Diabetic neuropathy is a health complication occurring in diabetes patients that typically causes nerve damage. To know more about neuropathy, read on…
If diabetes is bad for health then not managing it is even worse. This chronic condition raises blood sugar to abnormally high levels. With no treatment or inclination to follow prescribed lifestyle changes, diabetes worsens and excess sugar soon starts damaging the nerves that pass through the blood vessels. The result – the person gets diagnosed with diabetic neuropathy, a condition that is typically marked by nerve pain and poor muscle movement. This is because, muscle activity is controlled by the nerves and their damage can make it troublesome to coordinate muscle movement.
Different Types of Diabetic Neuropathy
We often link peripheral neuropathy with diabetes, however this is not the only one that affects diabetic patients. The different types of neuropathy that can arise from uncontrolled diabetes are given below:
As the name suggests, this type of neuropathy damages the nerves that run through the peripheral parts of the body such as the hands, arms, legs, feet and fingertips. In other words, they affect the longest nerves in the body. In most cases, the complications reported in diabetic patients have been associated with peripheral neuropathy. The pain is sharp, jabbing and followed by muscle weakness. Tingling or burning sensation in the hands and feet are some of the most common symptoms of peripheral neuropathy. As it affects the nerves that control muscle movement, peripheral neuropathy can also cause paralysis of the region that has affected the nerve damage.

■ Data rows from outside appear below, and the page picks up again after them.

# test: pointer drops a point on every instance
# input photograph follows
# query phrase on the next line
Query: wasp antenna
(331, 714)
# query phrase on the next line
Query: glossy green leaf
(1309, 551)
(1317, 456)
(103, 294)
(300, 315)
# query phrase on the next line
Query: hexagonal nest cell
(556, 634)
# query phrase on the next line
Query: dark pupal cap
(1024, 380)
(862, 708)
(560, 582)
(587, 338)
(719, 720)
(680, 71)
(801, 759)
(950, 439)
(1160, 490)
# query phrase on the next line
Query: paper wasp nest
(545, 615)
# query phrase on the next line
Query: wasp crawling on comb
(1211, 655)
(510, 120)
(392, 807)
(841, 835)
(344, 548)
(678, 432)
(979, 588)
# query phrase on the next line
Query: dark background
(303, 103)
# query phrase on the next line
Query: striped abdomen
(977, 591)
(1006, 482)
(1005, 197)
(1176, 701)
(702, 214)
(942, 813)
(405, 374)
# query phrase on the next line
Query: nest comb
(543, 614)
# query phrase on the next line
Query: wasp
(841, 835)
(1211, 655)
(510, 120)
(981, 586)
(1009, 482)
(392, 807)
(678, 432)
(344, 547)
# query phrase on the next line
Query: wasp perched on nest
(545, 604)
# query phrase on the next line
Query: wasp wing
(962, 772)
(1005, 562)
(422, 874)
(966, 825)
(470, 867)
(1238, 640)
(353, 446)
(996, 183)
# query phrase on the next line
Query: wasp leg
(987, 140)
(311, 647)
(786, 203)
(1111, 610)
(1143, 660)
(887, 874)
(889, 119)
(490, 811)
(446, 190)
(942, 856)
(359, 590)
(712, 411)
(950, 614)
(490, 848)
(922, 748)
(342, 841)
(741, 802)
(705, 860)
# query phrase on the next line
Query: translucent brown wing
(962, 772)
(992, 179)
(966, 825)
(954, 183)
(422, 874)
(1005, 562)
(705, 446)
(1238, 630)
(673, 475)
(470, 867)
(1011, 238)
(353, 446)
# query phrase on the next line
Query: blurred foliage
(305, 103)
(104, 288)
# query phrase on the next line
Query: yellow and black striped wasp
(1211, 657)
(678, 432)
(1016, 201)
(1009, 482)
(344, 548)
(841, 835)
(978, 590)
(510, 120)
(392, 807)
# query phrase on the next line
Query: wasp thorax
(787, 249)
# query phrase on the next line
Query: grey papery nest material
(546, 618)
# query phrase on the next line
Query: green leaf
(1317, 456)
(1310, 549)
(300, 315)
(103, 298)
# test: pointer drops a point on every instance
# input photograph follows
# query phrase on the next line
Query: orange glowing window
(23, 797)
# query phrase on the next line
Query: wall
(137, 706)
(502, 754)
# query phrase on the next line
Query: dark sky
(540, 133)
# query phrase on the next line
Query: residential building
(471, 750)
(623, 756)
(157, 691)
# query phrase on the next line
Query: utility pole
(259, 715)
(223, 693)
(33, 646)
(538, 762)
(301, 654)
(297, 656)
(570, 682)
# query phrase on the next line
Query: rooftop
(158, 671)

When the autonomic nerves that keep a check on involuntary muscle movement suffer from damage, it is known as autonomic neuropathy. For instance, these nerves regulate heartbeats, manage bladder function, control the breathing muscles and dilate or narrow the blood vessels as per the situation. Uncontrolled diabetes affecting the autonomic nerves can create disturbances in normal blood pressure, making it difficult to breathe and cause heart and indigestion problems. Even difficulty emptying the bladder and poor sexual health due to erectile dysfunction in men can also be the outcome of autonomic neuropathy.
This diabetic complication damages the nerves of the hips, thighs and buttocks. Although, proximal neuropathy occurs in both types of diabetes, it is reported more in patients suffering from type 2 diabetes. This type of neuropathy can restrict lower body movement to a great extent. Proximal neuropathy pain is quite bothering and even simple activities like walking on the stairs can be challenging. Patients face a hard time completing their day-to-day routine. Radiating pain from the affected region is a common complaint among proximal neuropathy patients.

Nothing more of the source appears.